Just picked up a couple ConnectX-4 cards (with VI, so IB/ETH capable) and some intel 100gb SFP modules.
Trying to get NFS over RDMA working, and on the surface it appears to be. With the adapters in ethernet mode, I can mount the NFS share with the RDMA option, and I get about 600MB/s of throughput to the remote mount point (I’m not seeing heavy CPU usage either in htop, so I’m assuming that RDMA really is working in some capacity). Though it’s worth noting that mounting without explicitly setting the rdma option results in identical performance.
But 600MB/s is far shy of the 80-90gbps (10-11GB/s) I’m seeing from the ib_write_bw test, and the latency is about 5 times what ib_write_lat is showing as a practical minimum. Testing with a tmpfs mount doesn’t improve this at all.

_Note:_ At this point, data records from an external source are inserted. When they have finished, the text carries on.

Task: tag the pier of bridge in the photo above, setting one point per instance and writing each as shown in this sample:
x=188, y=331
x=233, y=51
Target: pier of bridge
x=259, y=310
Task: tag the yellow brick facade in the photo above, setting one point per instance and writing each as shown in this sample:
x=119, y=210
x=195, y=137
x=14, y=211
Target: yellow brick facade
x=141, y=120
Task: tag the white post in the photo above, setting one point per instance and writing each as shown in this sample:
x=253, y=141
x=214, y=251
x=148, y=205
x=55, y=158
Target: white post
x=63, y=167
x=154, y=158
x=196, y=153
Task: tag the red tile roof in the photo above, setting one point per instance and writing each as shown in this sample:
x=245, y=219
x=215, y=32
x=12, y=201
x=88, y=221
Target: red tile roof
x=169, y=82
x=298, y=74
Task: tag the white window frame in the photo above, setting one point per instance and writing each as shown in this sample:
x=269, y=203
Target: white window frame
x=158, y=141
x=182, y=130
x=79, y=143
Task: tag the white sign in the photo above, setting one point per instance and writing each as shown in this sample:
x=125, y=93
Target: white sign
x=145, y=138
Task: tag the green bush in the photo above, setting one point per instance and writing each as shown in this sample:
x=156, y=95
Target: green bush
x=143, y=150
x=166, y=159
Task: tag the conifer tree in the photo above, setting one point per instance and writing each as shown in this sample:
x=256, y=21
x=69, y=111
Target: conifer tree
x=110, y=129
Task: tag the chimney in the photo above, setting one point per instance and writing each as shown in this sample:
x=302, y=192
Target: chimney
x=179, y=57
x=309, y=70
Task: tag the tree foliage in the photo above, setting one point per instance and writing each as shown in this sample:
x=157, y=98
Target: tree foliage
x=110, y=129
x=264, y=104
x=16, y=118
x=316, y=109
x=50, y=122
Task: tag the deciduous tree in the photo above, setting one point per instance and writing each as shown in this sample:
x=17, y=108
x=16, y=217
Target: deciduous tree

The NFS server is a Dell T420 with dual 2470v2’s and 96GB of 1333MHz DDR3. The client is a supermicro board with dual 2690v2’s with 160GB of 1600MHz DDR3. Both adapters are in PCIe 3.0 x16 slots and lshca
reflects this.
I’m running the latest firmware for these cards (Dell FW from 2021), and I’ve got the latest OFED driver from Nvidia (I’m on Rocky 8.7, tried the inbox drivers from the repo but one card wouldn’t report all of it’s info, and nfs wouldn’t mount with the rdma option either).
So basically, I’m trying to figure out why I’m getting 600MB/s instead of, say, 4000-8000MB/s, and why my latency is 5 times higher than what it could be.
Ultimately, the plan is to share a Jenkins workspace between two servers for code compile. Possibly use distcc as well in the future for distributed compilation.